A rattle of teaspoons roused her from her reverie – ‘That will be Amy – it must be later than I thought.’ She turned to remind the maid about the visitors due that afternoon – but Amy had already left the room.

*

‘What a lovely colour,’

‘Doesn’t it look splendid with the primulas ?’

‘A delightful thing.’

‘How old did you say it was ?’

‘Edgar says at least early 1700s, if not earlier.’

‘Goodness. Beautiful inlay . . .’

The latest acquisition to the Anshaw collection was proving a great success – admiration, curiosity and mild envy in perfect measure which normally would have satisfied Mrs Anshaw mightily.

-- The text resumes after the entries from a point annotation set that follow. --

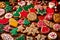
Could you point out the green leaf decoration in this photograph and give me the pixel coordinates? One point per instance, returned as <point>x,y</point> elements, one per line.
<point>41,12</point>
<point>8,8</point>
<point>22,37</point>
<point>26,22</point>
<point>28,7</point>
<point>1,28</point>
<point>14,31</point>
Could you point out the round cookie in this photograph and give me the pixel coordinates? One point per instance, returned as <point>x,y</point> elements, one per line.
<point>52,35</point>
<point>32,16</point>
<point>2,5</point>
<point>2,11</point>
<point>8,15</point>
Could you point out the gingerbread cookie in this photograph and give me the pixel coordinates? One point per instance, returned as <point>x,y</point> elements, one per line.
<point>32,16</point>
<point>6,36</point>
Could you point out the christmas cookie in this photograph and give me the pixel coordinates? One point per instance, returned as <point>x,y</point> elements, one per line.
<point>1,28</point>
<point>8,15</point>
<point>4,21</point>
<point>40,24</point>
<point>45,30</point>
<point>56,18</point>
<point>14,31</point>
<point>20,28</point>
<point>2,5</point>
<point>31,30</point>
<point>32,16</point>
<point>21,3</point>
<point>24,14</point>
<point>20,21</point>
<point>6,36</point>
<point>52,35</point>
<point>29,38</point>
<point>40,37</point>
<point>13,22</point>
<point>8,8</point>
<point>21,37</point>
<point>26,22</point>
<point>7,28</point>
<point>56,27</point>
<point>2,11</point>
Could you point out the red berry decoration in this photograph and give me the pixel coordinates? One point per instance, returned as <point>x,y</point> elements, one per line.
<point>45,30</point>
<point>32,10</point>
<point>4,21</point>
<point>50,11</point>
<point>40,24</point>
<point>24,14</point>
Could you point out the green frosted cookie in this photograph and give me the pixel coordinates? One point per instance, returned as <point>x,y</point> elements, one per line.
<point>26,22</point>
<point>14,31</point>
<point>22,37</point>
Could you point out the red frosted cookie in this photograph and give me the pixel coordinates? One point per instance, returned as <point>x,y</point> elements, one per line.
<point>45,30</point>
<point>56,27</point>
<point>2,11</point>
<point>32,10</point>
<point>23,13</point>
<point>4,21</point>
<point>40,24</point>
<point>20,21</point>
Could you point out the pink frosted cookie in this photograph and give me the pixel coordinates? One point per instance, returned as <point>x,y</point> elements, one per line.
<point>45,30</point>
<point>8,15</point>
<point>56,27</point>
<point>52,35</point>
<point>40,24</point>
<point>6,36</point>
<point>7,28</point>
<point>2,11</point>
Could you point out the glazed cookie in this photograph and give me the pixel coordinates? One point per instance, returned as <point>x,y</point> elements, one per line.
<point>6,36</point>
<point>20,28</point>
<point>32,16</point>
<point>8,15</point>
<point>29,38</point>
<point>2,5</point>
<point>31,30</point>
<point>56,27</point>
<point>40,37</point>
<point>52,35</point>
<point>56,18</point>
<point>2,11</point>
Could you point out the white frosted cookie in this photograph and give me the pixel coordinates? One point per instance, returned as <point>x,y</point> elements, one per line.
<point>52,35</point>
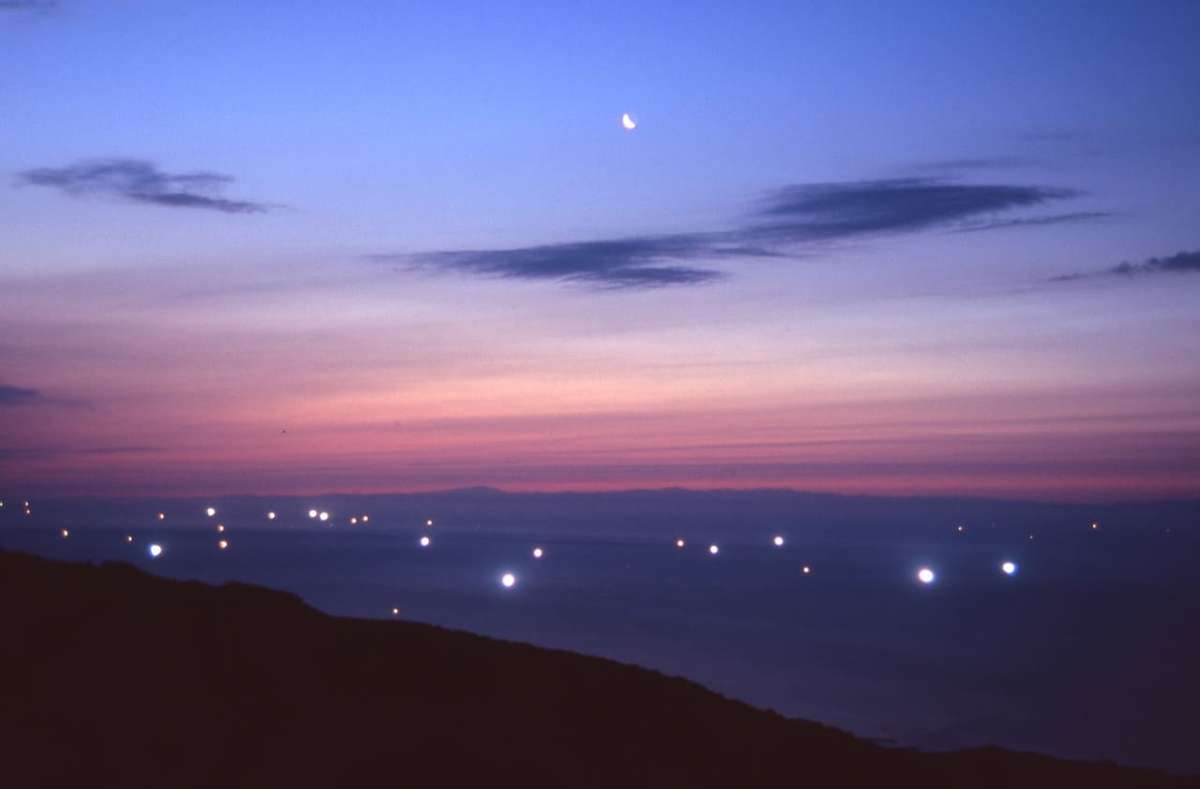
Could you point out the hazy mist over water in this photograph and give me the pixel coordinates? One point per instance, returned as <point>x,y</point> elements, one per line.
<point>1089,650</point>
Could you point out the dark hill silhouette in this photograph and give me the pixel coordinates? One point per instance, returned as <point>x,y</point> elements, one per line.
<point>113,678</point>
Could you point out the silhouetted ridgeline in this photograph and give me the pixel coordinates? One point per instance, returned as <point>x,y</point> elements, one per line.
<point>114,678</point>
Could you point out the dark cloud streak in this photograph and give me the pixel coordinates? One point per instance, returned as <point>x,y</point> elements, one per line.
<point>141,181</point>
<point>1179,263</point>
<point>12,396</point>
<point>784,224</point>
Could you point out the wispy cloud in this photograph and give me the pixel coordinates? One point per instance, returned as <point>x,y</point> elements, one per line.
<point>1179,263</point>
<point>142,181</point>
<point>785,223</point>
<point>1036,222</point>
<point>12,396</point>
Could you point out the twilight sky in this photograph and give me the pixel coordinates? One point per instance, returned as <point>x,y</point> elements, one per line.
<point>297,247</point>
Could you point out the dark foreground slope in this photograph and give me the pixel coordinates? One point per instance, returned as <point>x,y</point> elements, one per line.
<point>113,678</point>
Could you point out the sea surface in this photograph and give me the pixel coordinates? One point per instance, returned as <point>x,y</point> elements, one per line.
<point>1089,650</point>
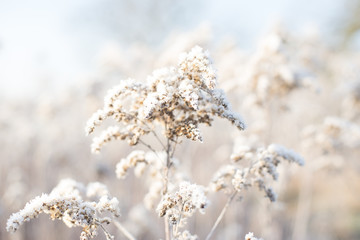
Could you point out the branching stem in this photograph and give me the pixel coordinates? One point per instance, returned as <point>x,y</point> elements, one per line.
<point>220,217</point>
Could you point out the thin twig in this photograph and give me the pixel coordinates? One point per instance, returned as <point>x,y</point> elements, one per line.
<point>218,220</point>
<point>124,231</point>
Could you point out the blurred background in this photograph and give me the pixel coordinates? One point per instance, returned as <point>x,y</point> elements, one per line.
<point>59,58</point>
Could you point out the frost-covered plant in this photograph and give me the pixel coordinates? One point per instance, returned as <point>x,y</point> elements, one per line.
<point>176,99</point>
<point>172,103</point>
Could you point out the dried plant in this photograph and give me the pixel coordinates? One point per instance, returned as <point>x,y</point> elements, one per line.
<point>172,103</point>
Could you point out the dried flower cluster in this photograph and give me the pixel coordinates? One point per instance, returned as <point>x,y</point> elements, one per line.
<point>263,163</point>
<point>66,203</point>
<point>270,71</point>
<point>180,99</point>
<point>182,204</point>
<point>250,236</point>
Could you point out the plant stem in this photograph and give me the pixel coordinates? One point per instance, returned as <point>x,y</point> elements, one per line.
<point>124,231</point>
<point>218,220</point>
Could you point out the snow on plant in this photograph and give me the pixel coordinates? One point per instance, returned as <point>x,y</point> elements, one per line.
<point>66,203</point>
<point>172,103</point>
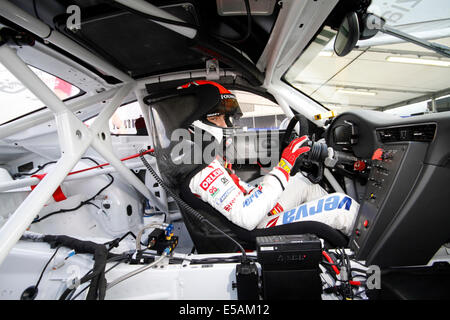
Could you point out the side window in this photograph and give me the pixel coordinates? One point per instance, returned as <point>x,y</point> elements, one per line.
<point>17,101</point>
<point>126,120</point>
<point>258,112</point>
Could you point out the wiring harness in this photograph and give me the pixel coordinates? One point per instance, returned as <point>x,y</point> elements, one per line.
<point>338,266</point>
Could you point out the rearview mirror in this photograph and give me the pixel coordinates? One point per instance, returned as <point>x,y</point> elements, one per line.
<point>348,35</point>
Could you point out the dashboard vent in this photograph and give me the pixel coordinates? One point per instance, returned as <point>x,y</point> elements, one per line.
<point>419,132</point>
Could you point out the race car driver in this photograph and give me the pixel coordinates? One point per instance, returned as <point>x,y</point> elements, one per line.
<point>279,198</point>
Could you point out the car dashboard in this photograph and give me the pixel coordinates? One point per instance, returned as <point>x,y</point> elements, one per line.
<point>403,217</point>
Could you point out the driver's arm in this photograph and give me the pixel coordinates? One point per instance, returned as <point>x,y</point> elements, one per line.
<point>214,185</point>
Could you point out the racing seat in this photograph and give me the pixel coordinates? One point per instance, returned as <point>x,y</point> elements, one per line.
<point>208,240</point>
<point>172,109</point>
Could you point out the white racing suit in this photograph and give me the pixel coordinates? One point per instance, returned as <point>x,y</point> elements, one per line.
<point>275,201</point>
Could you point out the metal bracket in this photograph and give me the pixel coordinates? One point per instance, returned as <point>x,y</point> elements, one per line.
<point>212,69</point>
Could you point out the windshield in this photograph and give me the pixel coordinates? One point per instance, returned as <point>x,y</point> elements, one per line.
<point>382,73</point>
<point>18,101</point>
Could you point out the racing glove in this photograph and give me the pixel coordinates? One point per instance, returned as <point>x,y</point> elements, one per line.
<point>295,149</point>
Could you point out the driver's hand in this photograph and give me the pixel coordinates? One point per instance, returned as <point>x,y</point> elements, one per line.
<point>295,149</point>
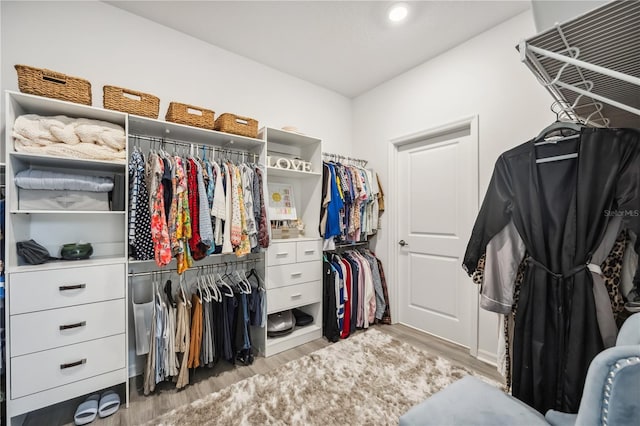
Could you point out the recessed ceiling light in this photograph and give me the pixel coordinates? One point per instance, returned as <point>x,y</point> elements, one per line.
<point>398,12</point>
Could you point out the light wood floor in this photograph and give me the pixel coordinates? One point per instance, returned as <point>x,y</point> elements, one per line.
<point>204,381</point>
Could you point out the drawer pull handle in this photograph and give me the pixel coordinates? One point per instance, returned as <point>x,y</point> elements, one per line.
<point>73,364</point>
<point>72,287</point>
<point>76,325</point>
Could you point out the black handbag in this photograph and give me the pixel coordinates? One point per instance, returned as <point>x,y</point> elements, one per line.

However, she found herself somewhat distracted; twice she found herself pouring an extra cup for nobody in particular, and on several occasions she was convinced she heard the rattling of teaspoons on the tray by the door – when nobody was in fact standing there.

‘Are you all right, Emmeline ?’ asked one of her closest friends quietly while the others were still gathered around the caddy. ‘Only you seem a trifle nervous.’

‘Oh dear, do I ? It is the oddest sensation I have today, Mary – I keep counting how many of us there are – it always seems there are more people than I can see – isn’t that fanciful of me ?’

‘How very strange that you should mention that,’ replied her friend, widening her eyes, ‘for I have found myself turning my head to see who is by the door – but there never is anyone; now why do you think we have that feeling ?’

‘What’s that ?’ asked another of the guests, who had moved away from the group.

When they explained, she nodded her head to agree – and one by one, the whole gathering discovered they had each in one subtle way or another, sensed an extra, indistinct presence moving amongst them.

Somebody tapped the side of their cup with a spoon. Mrs Anshaw started. ‘I think I shall open the window,’ she announced suddenly. ‘Let a little fresh air and light in, as it is such a glorious day.’

‘Might chase away some of our fancies, too,’ murmured Mary to herself.